Representatives of the real estate and short‑term rental sectors told the House Ways & Means Committee the proposed classification could inadvertently harm Vermonters who rent accessory units to afford to stay.
Peter Tucker, director of advocacy and public policy for the Vermont Association of Realtors, framed second homes as a pillar of the state’s tourism economy and said short‑term rentals provide rooms tax revenue and jobs. He cautioned that the draft multipliers could create steep tax differences between homesteads and second homes and urged the committee to seek fair outcomes for all taxpayers.
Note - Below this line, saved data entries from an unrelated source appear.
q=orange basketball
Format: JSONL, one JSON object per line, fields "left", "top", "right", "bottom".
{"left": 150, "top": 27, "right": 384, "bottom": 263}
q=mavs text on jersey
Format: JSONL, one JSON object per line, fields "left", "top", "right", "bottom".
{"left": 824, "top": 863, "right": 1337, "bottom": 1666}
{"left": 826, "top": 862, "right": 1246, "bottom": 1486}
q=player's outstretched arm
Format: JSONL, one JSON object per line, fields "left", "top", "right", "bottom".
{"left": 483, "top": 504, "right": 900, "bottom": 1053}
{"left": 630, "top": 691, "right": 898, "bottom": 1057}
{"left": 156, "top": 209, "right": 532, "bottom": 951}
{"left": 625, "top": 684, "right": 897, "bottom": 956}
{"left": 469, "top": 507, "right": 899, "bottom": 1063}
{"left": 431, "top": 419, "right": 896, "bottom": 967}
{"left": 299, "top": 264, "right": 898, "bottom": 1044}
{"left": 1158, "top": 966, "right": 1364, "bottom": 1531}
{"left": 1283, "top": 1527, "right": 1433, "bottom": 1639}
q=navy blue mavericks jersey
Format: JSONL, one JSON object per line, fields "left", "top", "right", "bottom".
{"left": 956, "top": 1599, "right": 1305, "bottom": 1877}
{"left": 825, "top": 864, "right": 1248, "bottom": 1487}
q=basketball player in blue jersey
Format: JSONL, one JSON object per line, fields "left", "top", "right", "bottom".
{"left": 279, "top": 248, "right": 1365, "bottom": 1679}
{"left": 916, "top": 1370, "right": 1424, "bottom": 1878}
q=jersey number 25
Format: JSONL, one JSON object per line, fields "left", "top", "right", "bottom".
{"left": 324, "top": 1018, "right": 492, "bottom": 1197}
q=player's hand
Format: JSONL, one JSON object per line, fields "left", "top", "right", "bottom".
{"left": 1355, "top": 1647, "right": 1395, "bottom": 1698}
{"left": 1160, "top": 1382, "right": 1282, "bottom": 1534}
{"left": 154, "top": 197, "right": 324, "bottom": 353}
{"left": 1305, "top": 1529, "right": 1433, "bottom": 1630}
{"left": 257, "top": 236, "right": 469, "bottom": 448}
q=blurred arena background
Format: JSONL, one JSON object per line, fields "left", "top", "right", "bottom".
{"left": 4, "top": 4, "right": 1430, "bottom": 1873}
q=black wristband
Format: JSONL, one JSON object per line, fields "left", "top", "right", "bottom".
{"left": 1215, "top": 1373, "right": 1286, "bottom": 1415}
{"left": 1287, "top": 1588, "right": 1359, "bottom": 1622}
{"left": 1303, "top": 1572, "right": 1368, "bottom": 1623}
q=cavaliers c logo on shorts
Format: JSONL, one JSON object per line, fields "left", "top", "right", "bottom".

Julie Marks, founder and executive director of the Vermont Short‑Term Rental Alliance, said many Vermonters operate accessory rentals to offset housing costs and asked that homestead properties remain taxed as homesteads in full regardless of on‑site rental activity. She recommended that the committee consider a three‑consecutive‑month rule to qualify properties as long‑term rentals for classification purposes, citing medium‑term rental demand from remote workers and contracted professionals.
Marks also urged the committee to weigh short‑term rentals’ local economic contributions — meals and rooms taxes, visitor spending and jobs — before reclassifying properties that are active in the tourism economy.
Both witnesses asked for explicit appeal and revision mechanisms so owners can correct classifications when property use changes year to year.